An 'undertaking' in a public inquiry, is a promise by a government or other body to do something, or to not do something, in order to help the inquiry meet its terms of reference. In the Undercover Policing Inquiry this has revolved around concerns that witnesses providing evidence open themselves up to a variety of problems, potentially including criminal investigation.
- See also Misconduct and Disciplinary Hearings for issues affecting specifically police officers.
Attorney General’s Undertaking
The Undercover Policing Inquiry has sought, and been granted an undertaking from the Attorney General which protects witnesses providing evidence to the Inquiry from incriminating themselves.

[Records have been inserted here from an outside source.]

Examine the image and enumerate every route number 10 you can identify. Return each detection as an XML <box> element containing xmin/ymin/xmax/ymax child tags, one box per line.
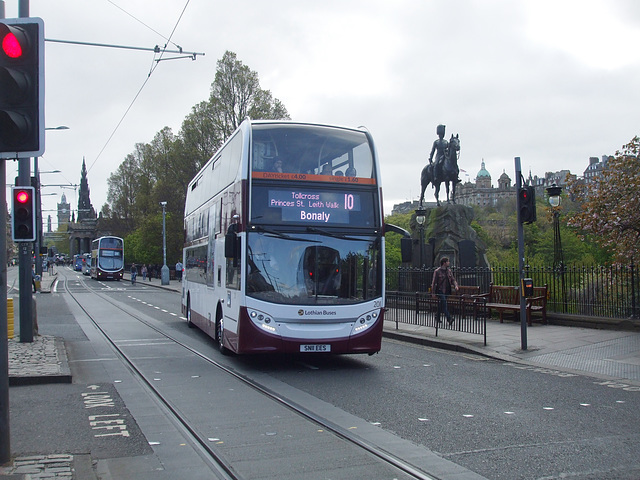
<box><xmin>344</xmin><ymin>194</ymin><xmax>355</xmax><ymax>210</ymax></box>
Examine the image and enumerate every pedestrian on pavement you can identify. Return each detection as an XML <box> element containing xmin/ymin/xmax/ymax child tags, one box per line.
<box><xmin>431</xmin><ymin>256</ymin><xmax>459</xmax><ymax>325</ymax></box>
<box><xmin>130</xmin><ymin>263</ymin><xmax>138</xmax><ymax>285</ymax></box>
<box><xmin>175</xmin><ymin>260</ymin><xmax>183</xmax><ymax>282</ymax></box>
<box><xmin>32</xmin><ymin>267</ymin><xmax>37</xmax><ymax>293</ymax></box>
<box><xmin>141</xmin><ymin>264</ymin><xmax>147</xmax><ymax>281</ymax></box>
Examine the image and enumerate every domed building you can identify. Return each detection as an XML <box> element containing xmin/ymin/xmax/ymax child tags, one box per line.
<box><xmin>457</xmin><ymin>160</ymin><xmax>515</xmax><ymax>207</ymax></box>
<box><xmin>476</xmin><ymin>160</ymin><xmax>492</xmax><ymax>189</ymax></box>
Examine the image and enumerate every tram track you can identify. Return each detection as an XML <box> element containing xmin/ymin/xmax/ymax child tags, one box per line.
<box><xmin>63</xmin><ymin>272</ymin><xmax>440</xmax><ymax>480</ymax></box>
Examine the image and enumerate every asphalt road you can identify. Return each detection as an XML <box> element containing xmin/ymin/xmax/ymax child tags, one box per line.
<box><xmin>96</xmin><ymin>274</ymin><xmax>640</xmax><ymax>480</ymax></box>
<box><xmin>251</xmin><ymin>339</ymin><xmax>640</xmax><ymax>480</ymax></box>
<box><xmin>14</xmin><ymin>267</ymin><xmax>640</xmax><ymax>479</ymax></box>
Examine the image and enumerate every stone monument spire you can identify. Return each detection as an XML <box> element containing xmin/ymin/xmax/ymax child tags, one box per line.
<box><xmin>77</xmin><ymin>157</ymin><xmax>96</xmax><ymax>221</ymax></box>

This means that they can give evidence without fear of being prosecuted for what they write or say.
The intention is to encourage and allow witnesses to be more open and forthcoming about their evidence. The police or Crown Prosecution Service will not be able to rely on what is said in the Inquiry, or use any information that comes out of it to inform any investigation against the witnesses – whether civilian or police. This also includes whether to initiate an investigation.
This does not mean that the police cannot conduct investigations into individuals who appear in the Inquiry based on information obtained outside of the Inquiry. Several former undercovers are known to have been the subject of criminal investigations by the police.
The exact text of the Attorney General's Undertaking is as follows:
It is undertaken that, in respect of any person who provides evidence or produces a document, information or thing to the Inquiry, no evidence he or she may give to the Inquiry, whether orally or by written statement, no any written statement made preparatory to giving evidence, nor any document,thing or information produced by that person to the Inquiry:
- will be used against him or her (or their spouse or civil partner) in any criminal proceedings (whether present or future or on appeal from a conviction); or
- will be used when deciding whether to bring such proceedings,
except proceedings where he or she is charged with having given false evidence in the course of the Inquiry or with having conspired with or procured any other person to do so or is charged with any offence under section 35 of the Inquiries Act 2005 or having conspired with or procured other to commit such an offence.
It is further undertaken not to use in criminal proceedings (whether present or future or on appeal against conviction) against that person (or their spouse or civil partner) any evidence which is itself the product of an investigation commenced as a result of that provision by that person of any evidence, document, thing or information to the Inquiry.
For the avoidance of doubt, this undertaking does not preclude the use of a document and/or information and/or evidence identified independently of the evidence provided by that person to the Inquiry.
While it was common ground among the various core participants in the Undercover Policing Inquiry that there should be an undertaking against self-incrimination, the non-state core participants raised the issue that such protection would not cover third parties named by witnesses as participating in criminality.
They contended that this could have a chilling effect on the willingness of non-state witnesses to come forward. Potential witnesses were concerned that in giving evidence they would incriminate others and open them to further police prosecution, even though the witness themself was protected from this. It was understood that the specific nature of this request for an extended undertaking had no precedent in law.
As a result, the Inquiry held its fourth procedural hearing on the issue on 27 April 2016 to hear arguments from the different parties to allow the Inquiry Chair to determine whether further protection needed to be sought from the Attorney General to enable the Inquiry to carry out its function.
The Inquiry Chair at the time, Sir Christopher Pitchford, ruled in May 2016 that he would not seek such an extended undertaking from the Attorney General, but did not rule out seeking one on a case-by-case basis should the need arise.
He also noted that any such prosecution would have to pass a public interest test by the Crown Prosecution Service, and summarised the position of the CPS’s barrister, Tom Little, as:
There were other means available to the Inquiry to give reassurance to witnesses. In practice a witness in the Inquiry, X, with a tie of loyalty to his friend or associate, Y, would not make himself or herself available to give evidence in a subsequent prosecution of Y. In that event, the only route by which the evidence of X could be admitted in the trial of Y was through the ‘hearsay’ gateway provided by section 114 of the Criminal Justice Act 2003. Given the circumstances in which that evidence came to be provided to the Inquiry, it would be improbable that a prosecutor could satisfy the interests of justice test provided by section 114(1)(d) and (2) of the 2003 Act. It followed that the prospect of a prosecution based on such evidence was remote.